There's not a lot that 2012 bosses can do to move West Ham nearer to the stadium, but they are busy attempting to make the intervening walk as pleasant as possible. The path follows the Greenway, the northeastern outfall of London's 150-year-old sewage system, which is already cunningly disguised by having a big broad footpath on top. Not the loveliest of footpaths, admittedly, more a rough tarmac strip with a featureless edging of bland grass. But a pleasant enough way of getting from Ato B (especially if B is Bow or Beckton), and an ideal cycling route with fine views across surrounding Newham. Functional certainly, but world-class definitely not.
So an upgrade is called for. The plans are to lay two adjacent parallel paths with differing surfaces, one for bikes and one for pedestrians. Materials recycled from building on the site of the Olympic Park will be used, such as bricks, manhole covers, bollards and granite cobbles. Think of these paths as doubling up as some sort of industrial heritage collage. Try not to think of them as the crushed remnants of former businesses destined to be forever trampled underfoot.

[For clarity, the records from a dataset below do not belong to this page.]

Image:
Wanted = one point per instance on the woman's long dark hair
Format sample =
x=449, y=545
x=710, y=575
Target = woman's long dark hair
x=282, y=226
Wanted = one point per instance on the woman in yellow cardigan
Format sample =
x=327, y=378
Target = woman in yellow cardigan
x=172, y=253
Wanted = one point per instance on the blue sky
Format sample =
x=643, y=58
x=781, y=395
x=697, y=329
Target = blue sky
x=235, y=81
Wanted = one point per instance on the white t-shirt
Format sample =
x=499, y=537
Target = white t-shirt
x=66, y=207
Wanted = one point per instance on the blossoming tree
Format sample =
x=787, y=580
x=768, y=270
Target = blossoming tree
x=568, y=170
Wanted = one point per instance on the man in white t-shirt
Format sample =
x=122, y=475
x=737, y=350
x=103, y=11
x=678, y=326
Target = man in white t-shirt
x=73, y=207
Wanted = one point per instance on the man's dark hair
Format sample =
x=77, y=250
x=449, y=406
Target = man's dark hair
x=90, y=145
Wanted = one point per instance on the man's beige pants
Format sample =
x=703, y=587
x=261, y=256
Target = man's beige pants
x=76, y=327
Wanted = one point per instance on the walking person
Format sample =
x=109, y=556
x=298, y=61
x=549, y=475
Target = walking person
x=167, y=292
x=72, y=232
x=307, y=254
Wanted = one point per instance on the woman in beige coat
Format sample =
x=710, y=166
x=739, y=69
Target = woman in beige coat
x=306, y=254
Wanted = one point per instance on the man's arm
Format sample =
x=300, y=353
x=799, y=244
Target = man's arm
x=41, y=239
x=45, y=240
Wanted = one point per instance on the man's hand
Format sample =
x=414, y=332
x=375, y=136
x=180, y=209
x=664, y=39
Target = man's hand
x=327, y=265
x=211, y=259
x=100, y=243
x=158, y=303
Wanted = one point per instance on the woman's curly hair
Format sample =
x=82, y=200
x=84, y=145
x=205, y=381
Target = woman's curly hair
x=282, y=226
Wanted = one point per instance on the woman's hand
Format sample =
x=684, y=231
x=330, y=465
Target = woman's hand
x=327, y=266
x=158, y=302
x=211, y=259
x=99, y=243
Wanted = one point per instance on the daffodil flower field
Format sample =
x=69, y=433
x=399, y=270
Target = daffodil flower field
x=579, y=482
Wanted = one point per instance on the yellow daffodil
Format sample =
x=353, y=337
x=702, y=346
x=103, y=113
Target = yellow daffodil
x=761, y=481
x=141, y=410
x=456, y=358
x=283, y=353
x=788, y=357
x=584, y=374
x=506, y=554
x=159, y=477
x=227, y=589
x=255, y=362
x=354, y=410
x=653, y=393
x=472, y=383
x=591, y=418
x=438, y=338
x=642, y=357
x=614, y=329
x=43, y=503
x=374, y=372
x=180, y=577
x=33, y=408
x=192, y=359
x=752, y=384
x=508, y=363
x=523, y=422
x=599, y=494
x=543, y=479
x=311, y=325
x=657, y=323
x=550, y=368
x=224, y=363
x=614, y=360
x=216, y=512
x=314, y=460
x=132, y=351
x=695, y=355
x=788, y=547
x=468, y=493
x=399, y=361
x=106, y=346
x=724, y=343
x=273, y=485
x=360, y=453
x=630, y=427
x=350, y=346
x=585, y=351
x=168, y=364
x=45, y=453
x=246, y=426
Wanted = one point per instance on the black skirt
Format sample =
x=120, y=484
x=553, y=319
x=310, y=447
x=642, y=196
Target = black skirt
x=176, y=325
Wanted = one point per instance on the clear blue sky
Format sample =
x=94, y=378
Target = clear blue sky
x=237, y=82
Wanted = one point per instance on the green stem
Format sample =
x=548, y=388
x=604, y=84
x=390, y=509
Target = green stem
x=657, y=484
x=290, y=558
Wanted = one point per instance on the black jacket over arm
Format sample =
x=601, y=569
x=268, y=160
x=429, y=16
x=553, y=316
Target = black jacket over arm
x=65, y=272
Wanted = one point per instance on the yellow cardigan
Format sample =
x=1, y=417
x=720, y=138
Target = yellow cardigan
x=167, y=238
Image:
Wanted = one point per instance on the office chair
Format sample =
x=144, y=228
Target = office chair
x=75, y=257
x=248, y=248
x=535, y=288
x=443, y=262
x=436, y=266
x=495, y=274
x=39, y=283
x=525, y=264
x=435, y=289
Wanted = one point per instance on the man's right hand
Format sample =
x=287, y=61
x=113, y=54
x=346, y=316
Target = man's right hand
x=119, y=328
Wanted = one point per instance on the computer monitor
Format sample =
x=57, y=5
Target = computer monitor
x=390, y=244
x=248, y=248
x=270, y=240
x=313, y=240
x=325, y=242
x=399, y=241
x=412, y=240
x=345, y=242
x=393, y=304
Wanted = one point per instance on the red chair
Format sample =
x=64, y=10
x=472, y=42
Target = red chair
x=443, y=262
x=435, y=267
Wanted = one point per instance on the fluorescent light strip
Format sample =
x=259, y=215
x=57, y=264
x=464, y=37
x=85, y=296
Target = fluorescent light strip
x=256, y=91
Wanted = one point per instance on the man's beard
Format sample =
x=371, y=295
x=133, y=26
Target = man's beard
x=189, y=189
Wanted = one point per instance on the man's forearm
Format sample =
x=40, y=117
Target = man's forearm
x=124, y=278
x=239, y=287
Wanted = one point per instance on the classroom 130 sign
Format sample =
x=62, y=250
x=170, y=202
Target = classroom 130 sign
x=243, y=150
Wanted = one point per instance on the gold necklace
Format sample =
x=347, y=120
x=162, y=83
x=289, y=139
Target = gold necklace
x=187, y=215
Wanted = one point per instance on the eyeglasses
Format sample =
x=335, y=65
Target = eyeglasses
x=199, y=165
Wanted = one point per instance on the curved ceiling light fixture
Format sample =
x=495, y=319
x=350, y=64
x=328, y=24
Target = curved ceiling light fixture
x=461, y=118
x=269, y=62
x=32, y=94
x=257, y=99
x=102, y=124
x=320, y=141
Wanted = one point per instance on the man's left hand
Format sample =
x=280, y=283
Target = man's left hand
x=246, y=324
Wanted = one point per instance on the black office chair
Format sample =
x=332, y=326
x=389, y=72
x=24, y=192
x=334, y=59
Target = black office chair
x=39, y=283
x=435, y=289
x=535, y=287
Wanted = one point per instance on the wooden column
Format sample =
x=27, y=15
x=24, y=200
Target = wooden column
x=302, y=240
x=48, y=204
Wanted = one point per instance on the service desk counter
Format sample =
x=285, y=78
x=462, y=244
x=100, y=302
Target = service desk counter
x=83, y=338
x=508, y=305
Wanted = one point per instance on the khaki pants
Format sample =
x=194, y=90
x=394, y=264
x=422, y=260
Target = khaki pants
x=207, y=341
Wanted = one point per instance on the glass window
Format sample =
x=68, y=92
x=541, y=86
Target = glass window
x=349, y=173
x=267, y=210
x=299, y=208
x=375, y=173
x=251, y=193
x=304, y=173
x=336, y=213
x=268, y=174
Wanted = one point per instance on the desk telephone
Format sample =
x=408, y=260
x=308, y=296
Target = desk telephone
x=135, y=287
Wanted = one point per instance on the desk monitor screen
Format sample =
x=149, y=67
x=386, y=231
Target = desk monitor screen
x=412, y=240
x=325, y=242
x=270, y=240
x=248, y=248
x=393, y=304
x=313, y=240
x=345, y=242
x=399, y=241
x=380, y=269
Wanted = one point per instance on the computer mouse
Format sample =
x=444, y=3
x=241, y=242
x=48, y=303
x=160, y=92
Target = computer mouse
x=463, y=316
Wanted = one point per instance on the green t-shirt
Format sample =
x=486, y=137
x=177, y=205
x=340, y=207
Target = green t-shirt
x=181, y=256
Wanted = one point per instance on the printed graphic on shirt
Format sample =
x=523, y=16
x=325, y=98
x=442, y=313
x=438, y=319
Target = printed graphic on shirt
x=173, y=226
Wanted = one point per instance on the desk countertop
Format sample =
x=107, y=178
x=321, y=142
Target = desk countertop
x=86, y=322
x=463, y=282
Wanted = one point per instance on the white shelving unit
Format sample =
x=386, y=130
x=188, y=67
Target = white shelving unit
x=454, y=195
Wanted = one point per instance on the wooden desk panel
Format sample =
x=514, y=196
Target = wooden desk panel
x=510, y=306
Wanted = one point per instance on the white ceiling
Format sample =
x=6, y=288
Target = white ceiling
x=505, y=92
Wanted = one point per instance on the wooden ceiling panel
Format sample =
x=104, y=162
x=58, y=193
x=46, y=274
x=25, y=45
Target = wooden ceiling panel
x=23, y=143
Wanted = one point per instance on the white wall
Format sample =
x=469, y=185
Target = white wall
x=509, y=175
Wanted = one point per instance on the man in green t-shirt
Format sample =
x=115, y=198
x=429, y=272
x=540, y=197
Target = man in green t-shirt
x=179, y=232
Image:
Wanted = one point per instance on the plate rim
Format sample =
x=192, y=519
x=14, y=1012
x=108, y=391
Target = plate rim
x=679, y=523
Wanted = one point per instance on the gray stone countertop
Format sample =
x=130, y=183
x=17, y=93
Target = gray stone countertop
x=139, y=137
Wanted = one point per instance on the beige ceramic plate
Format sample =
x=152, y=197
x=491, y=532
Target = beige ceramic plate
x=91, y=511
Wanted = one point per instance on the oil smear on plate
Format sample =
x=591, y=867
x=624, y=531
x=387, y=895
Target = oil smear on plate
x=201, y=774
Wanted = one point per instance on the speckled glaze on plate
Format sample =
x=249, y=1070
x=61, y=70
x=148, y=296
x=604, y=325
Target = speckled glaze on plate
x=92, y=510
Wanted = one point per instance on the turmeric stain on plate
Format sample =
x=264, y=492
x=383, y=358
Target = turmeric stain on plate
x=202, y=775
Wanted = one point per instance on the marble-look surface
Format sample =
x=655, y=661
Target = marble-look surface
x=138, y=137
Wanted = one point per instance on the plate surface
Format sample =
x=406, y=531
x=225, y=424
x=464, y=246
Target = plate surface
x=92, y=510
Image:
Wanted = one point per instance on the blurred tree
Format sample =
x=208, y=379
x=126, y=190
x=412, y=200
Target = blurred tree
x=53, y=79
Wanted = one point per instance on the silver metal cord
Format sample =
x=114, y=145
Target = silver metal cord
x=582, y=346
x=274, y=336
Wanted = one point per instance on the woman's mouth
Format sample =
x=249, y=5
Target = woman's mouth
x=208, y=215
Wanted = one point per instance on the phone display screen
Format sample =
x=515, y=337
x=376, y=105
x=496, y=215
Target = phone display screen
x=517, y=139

Whatever, they'll only take up about half of the Greenway's width, leaving plenty of space on either side for transplanted environmental greenspace. We're promised plenty of wildflower meadows along the way, as well as pockets of maple, hawthorn and hazel. It may not be quite so endearingly bland as the current surface, but it should give trudging Olympic spectators something rather lovelier to look at.
And the upgrade is already underway. All along the Greenway from Stratford High Street to West Ham, half of the sewertop carriageway has been fenced off and contractors are busy removing the grass and other vegetation. Some of the plants will be harder to remove than others. Printed signs attached to orange netting reveal several clusters of Japanese knotweed along the railings, and there's also a big clump of offensive giant hogweed close to the sewage pumping station. Best they're removed before they strangle any future planting, and before any Japanese tourists pass by in 2012 with a disapproving look. There's quite a lot of stripping still to go, and then presumably the other half of the carriageway will have to receive the same treatment.
It seems strange seeing workmen and portakabins on the Greenway, so long a forgotten backwater track used by not many to get nowhere special. And it's a shame to see the path's previous infrastructure uprooted and discarded in an undignified heap [photo]. The Greenway's signposts used to be chunky vandalproof ironwork with all the names carved out in holey lettering. This wouldn't have passed muster in any design competition, but it was bold and resilient, and above all very green. Maybe they'll carve up all the old signs and benches and then recycle recognisable chunks amongst the new footpath, but somehow I doubt it. At least the replacement signs appear to have a bit of character about them too, whenever they finally appear.
Nobody would be spending any money on the Greenway were it not for the Olympics and the need to funnel spectators securely to and from distant transport links. Indeed, anybody living down at the Plaistow or Beckton end of the Greenway will see no difference whatsoever for the foreseeable future because that's not an Olympic priority. But I'm hopeful that the end result from West Ham northwards will be rather lovelier, not least because it'll considerably enhance my regular walk from home to BestMate's house.
Just don't any of you lot make an inadvertent visit to the upgraded scenic Greenway during the 2012 Games, else you'll face a surprisingly lengthy walk to get from the station to the perimeter of the Park. The wild flowers will be pretty, but the trudge to your security friskdown may be interminable. Remember to travel to the Olympics via Stratford, never via West Ham. You'll thank me for that piece of advice one day.